SHALE: A Scalable Benchmark for Fine-grained Hallucination Evaluation in LVLMs
This addresses the need for scalable and fine-grained hallucination evaluation in LVLMs, though it is incremental as it builds on prior work by automating data construction and expanding categorization.
The authors tackled the problem of evaluating hallucinations in Large Vision-Language Models by proposing SHALE, a scalable benchmark that assesses both faithfulness and factuality hallucinations with fine-grained categorization, revealing significant factuality issues and high sensitivity to perturbations in over 20 models.

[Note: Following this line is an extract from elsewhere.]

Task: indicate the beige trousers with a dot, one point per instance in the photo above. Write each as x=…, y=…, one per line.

Despite rapid advances, Large Vision-Language Models (LVLMs) still suffer from hallucinations, i.e., generating content inconsistent with input or established world knowledge, which correspond to faithfulness and factuality hallucinations, respectively. Prior studies primarily evaluate faithfulness hallucination at a rather coarse level (e.g., object-level) and lack fine-grained analysis. Additionally, existing benchmarks often rely on costly manual curation or reused public datasets, raising concerns about scalability and data leakage. To address these limitations, we propose an automated data construction pipeline that produces scalable, controllable, and diverse evaluation data. We also design a hierarchical hallucination induction framework with input perturbations to simulate realistic noisy scenarios. Integrating these designs, we construct SHALE, a Scalable HALlucination Evaluation benchmark designed to assess both faithfulness and factuality hallucinations via a fine-grained hallucination categorization scheme. SHALE comprises over 30K image-instruction pairs spanning 12 representative visual perception aspects for faithfulness and 6 knowledge domains for factuality, considering both clean and noisy scenarios. Extensive experiments on over 20 mainstream LVLMs reveal significant factuality hallucinations and high sensitivity to semantic perturbations.